Le recueil, c’était marrant parce qu’on avait des stéthoscopes, pour faire médical. On était autour d’une table de réa avec un poupon et une autre formatrice et on auscultait pour de faux. Ensuite on a aussi appris à lui faire la vitamine K en intramusculaire et la perméabilité des choanes avec une sonde, le test à la seringue… Depuis j’ai pas mal remis en cause toutes ces choses là. Mais le test à la seringue et son « bruit aérien » est tombé au premier partiel de l’année.

 

Je m’en lave les mains !

Le lendemain on a eu notre premier cours d’hygiène. Se laver les mains, c’est important. Vraiment important.

On aurait pu juste faire un truc pratique sympa d’une heure avec quelques diapos. Non. On a eu droit à un power-point avec exposé oral de 4h sur les différentes techniques de lavage de main. A la fin du power-point on nous a expliqué et fait essayer la solution hydroalcoolique. Vous savez le truc que les pharmacies vendent à prix forts à tout le monde depuis H1N1 (pour le plus grand plaisir des maniaques et des hypocondriaques).

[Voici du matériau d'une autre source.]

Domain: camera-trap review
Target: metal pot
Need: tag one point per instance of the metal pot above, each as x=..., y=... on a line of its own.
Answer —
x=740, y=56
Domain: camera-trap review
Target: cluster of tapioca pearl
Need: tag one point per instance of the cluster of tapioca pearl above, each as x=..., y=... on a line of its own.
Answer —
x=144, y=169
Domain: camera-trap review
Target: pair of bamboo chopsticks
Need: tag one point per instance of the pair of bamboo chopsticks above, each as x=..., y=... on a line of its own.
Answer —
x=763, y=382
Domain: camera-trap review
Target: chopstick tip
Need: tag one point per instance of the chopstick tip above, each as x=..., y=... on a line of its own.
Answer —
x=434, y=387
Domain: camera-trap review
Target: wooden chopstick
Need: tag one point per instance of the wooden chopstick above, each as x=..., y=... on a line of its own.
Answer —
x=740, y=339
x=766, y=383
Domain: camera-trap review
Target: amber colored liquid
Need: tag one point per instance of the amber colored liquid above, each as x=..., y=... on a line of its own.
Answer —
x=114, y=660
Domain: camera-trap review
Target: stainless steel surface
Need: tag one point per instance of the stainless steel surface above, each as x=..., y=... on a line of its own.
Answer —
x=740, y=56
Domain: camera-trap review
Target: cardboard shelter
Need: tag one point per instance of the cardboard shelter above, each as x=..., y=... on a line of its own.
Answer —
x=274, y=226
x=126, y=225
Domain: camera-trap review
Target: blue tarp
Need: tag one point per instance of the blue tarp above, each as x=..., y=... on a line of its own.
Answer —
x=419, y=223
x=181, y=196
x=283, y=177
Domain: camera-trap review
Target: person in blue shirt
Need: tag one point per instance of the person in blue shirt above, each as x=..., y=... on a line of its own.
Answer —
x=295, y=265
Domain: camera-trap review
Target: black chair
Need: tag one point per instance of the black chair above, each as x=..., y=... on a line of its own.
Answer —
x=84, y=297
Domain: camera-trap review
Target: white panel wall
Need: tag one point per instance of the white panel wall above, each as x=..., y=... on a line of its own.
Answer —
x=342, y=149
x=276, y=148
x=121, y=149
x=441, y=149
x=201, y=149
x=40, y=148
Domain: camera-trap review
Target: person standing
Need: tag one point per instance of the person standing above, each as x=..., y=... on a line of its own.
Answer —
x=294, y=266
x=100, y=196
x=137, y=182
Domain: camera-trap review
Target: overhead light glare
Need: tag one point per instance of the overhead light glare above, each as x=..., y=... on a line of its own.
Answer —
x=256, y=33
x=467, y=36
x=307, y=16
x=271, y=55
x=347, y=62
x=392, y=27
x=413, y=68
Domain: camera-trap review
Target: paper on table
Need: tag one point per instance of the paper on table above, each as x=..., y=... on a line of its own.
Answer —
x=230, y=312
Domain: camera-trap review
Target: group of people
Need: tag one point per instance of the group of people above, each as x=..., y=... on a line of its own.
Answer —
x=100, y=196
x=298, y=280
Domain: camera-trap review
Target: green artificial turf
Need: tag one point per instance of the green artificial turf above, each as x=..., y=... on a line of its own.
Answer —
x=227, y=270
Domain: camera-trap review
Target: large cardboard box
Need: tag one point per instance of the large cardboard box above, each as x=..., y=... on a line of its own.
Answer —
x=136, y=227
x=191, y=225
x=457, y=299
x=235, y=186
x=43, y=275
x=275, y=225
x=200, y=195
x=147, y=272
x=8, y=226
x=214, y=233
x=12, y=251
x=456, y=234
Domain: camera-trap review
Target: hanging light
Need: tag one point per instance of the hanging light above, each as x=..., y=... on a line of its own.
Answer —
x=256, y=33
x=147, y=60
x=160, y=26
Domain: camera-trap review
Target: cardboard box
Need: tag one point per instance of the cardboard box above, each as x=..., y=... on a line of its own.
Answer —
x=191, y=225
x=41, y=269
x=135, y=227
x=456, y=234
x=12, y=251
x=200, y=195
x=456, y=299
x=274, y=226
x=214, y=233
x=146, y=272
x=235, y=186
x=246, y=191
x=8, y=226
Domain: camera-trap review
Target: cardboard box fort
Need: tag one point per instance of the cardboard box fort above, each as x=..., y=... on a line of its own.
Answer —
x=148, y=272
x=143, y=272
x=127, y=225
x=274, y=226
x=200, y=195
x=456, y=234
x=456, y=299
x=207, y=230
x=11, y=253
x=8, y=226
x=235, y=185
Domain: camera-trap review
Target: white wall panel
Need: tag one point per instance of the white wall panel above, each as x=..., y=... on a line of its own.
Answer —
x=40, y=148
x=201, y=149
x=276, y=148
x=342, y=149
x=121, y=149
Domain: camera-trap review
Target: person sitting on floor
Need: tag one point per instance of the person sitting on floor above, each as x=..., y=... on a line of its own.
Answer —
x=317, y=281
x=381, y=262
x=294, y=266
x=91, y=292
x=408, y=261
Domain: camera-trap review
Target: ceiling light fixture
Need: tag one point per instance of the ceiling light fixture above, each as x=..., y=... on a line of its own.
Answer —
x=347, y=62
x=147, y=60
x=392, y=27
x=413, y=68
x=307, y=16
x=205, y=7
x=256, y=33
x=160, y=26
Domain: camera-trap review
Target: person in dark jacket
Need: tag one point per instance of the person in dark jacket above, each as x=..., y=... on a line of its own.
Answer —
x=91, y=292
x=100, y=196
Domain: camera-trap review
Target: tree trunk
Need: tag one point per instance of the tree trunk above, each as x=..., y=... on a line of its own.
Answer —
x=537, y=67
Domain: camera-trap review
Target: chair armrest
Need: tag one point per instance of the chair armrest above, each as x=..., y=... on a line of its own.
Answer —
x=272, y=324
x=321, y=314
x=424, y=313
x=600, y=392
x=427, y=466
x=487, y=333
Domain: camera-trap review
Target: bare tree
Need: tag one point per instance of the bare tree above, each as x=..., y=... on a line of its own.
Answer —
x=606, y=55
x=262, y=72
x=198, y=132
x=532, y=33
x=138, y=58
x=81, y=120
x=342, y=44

Ce jour là, j’ai compris que les cours d’hygiène et moi, on n’allait pas être copains. Mais j’y reviendrai dans deux-trois épisodes.

 

Ensuite on a eu un cours de prévention incendie avec le pompier chef de l’hôpital (il était vieux, bedonnant et chauve, pour casser le mythe). C’était flippant, surtout la partie sur « il y a des tuyaux d’oxygène pur dans les murs, ils explosent s’ils sont exposés à des flammes. » Compris. D’abord, couper l’oxygène. Ensuite on a appris plein de trucs pratiques, comme l’existence d’une alarme incendie différente reconnaissable uniquement par le personnel soignant (ça fait bizarre la première fois, d’ailleurs).

A la fin du cours, le pompier nous a passé un film australien des années 40 où un mec brûle un hôpital en jetant son mégot dans un vide ordure. C’est simple, tout le monde meurt d’une façon plus ou moins stupide et le beau chirurgien se tape l’infirmière chef à la fin. Un genre de MASH en moins drôle (et pas pendant la guerre de Corée).

 

Histoire de nous faire flipper un coup, le gars de la brigade anti-malveillance est venu nous parler de tout ce qui pouvait nous arriver d’autre à l’hôpital. Oui, c’est ouvert comme un moulin, un tueur en série peut entrer par l’issue de secours et tous nous tuer s’il veut. C’est ça, l’hôpital. Il y a des vols tout le temps (une fois, un billet de dix euros a disparu de ma poche dans le vestiaire des étudiants sages-femmes dont on est les seuls à connaître le code, je déconne pas là dessus), des gens bizarres.

Et quand c’est pas ça, c’est les patients qui nous agressent, nous maltraitent et nous insultent.

Bref, ça donne envie.

 

Histoire de bien finir la semaine, on nous a encore fait des cours sur les soins infirmiers et sur la profession de sage-femme. Parce qu’on avait un exposé à faire et…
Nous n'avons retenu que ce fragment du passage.